Early Adopters And Pioneers Have Benefited From Social
Across executive board rooms and even in living rooms, social business is all the rage. In 2010, social crm (SCRM) and Enterprise 2.0 (E20) rose into mainstream conversation. Despite the mindshare and awareness, a majority of business leaders have yet to begin these initiatives. The good news – those organizational leaders who have adopted disruptive technologies in social, have already realized the benefits. Those benefits include:
- Faster product time to market and customer adoption
- Reduced marketing spend and increased marketing engagement
- Reduced incident to resolution times that lead to greater customer retention
- Greater market influence and brand awareness
- Improved collaboration across departments and improved knowledge bases
- Growth in the top line and savings in the bottom line
SCRM and E2.0 Evolve Into An Uber Category Of Social Business In 2011
Fast followers have noticed the business benefits and have begun planning for social business initiatives in 2011. Innovative management teams can expect social businesses to bring together the many concepts of social media, social analytics, social media monitoring, social marketing, SCRM, E20, community platforms, and Vendor Relationship Management (VRM). Leaders seeking to understand social business can succeed by following these five simple rules for social business (see Figure 1.):
Figure 1. Five Simple Rules For Social Business

- Trust is the new social currency. Trust drives influence, engagement, and relationships. People and organizations must earn trust through their actions across their relationships. Trust can be expended to gain influence, create engagement, and foster relationships. Trust can be taken away through lack of credibility, bad behaviour, and dishonesty.
- Social is a cultural shift. Social is not a fad. The growing preference for engagement through social channels drives new relationship models. Social has moved beyond the tipping point. How social evolves and permeates our lives is the question. Expect a smaller but strident anti-social movement to counter this current trend. Social is here to stay and is one of the five forces of consumer tech entering the enterprise.

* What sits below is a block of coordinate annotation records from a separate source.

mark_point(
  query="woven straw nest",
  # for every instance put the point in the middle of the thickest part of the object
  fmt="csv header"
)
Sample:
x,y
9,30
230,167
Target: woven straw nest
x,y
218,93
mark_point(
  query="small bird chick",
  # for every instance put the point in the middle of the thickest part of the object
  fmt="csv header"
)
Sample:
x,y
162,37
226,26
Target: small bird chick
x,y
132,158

- Building community is the goal. People and organizations seek a sense of belonging. Communities form around personal ecosystems that transcend geographies, time, and individual status. Communities provide the force multipliers to amplify messages through advocates and detractors. Communities require curation and nurturing for success. Once you have a community, organizations and individuals must earn trust to create social currency.

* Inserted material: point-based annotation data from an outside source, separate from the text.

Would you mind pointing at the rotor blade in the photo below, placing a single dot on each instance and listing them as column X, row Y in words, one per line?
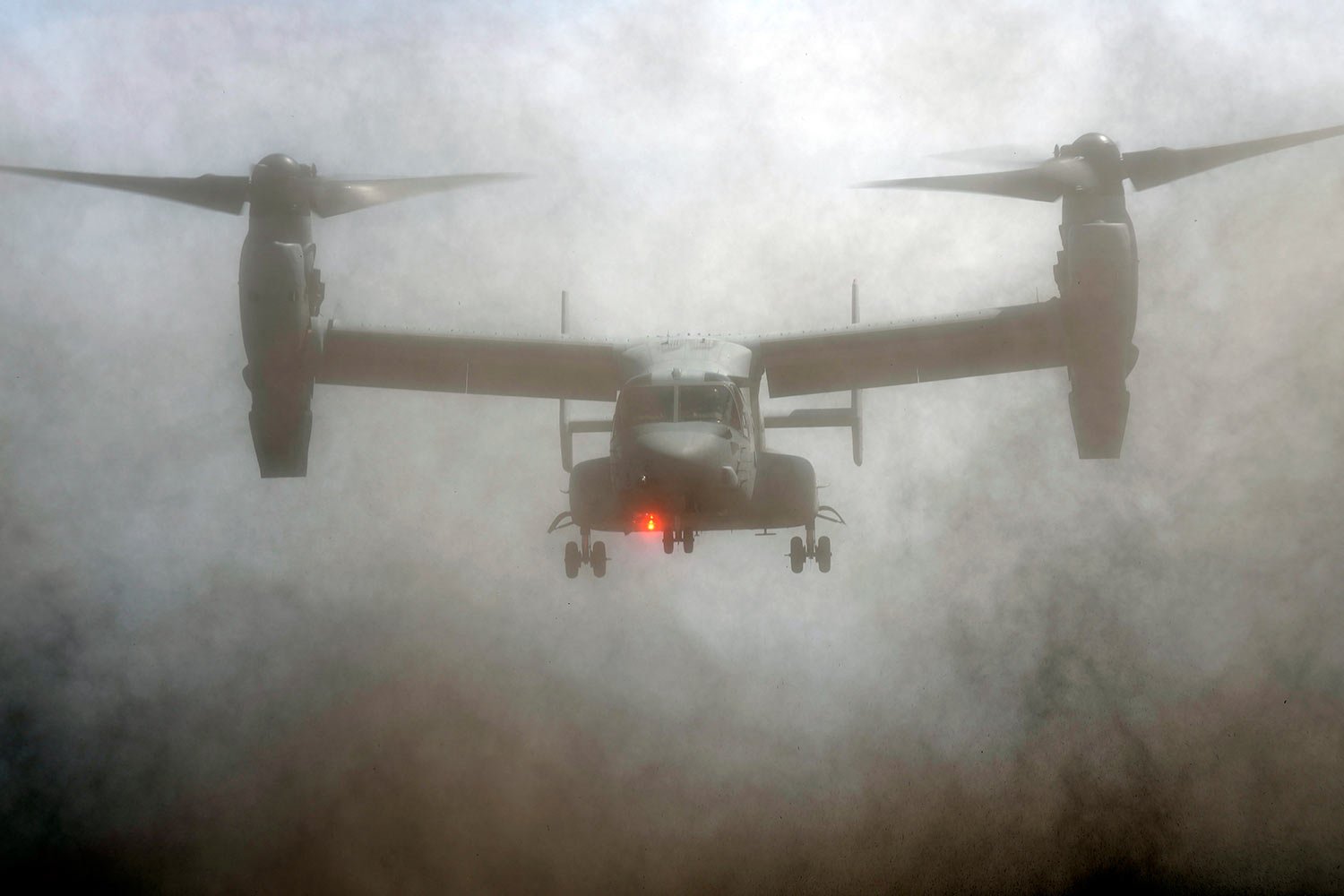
column 1045, row 183
column 333, row 196
column 1155, row 167
column 209, row 191
column 1000, row 156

- P2P is today’s reality. B2B and B2C are dead. Social business is conducted through Peer-to-peer (P2P) relationships. Attempts to stove pipe individuals into forced-fit, artificial market segmentations, fail because each individual brings multiple roles to the community. Each role brings a new perspective and a set of expectations in customer experience.
- Social business is just good business. While the moniker social will eventually go away, business has always been social. Breakthroughs in technology and cultural adoption drive the social business phenomenon. However, business can not be conducted without relationships. Social business will be omniscient.
The Bottom Line -Embrace Social In 2011 Or Be Left Behind
The train has left. Organizations must put together a social business strategy that meets their business objectives, matches their organizational culture, and provides the right level of technological support. Expect reference architectures for social business to emerge that incorporate design thinking, innovative user experience models, business API’s, and deeper vertical focus. Not all organizations can and will adopt social business. However, those that succeed will leapfrog their competition with a disruptive technology and business model for 2011 and beyond.
Your POV.
Having trouble convincing management its time for Social Business? Looking to build out a Social Business strategy? You can post or send on to rwang0 at gmail dot com or r at softwaresinsider dot org and we’ll keep your anonymity or better yet, join the community!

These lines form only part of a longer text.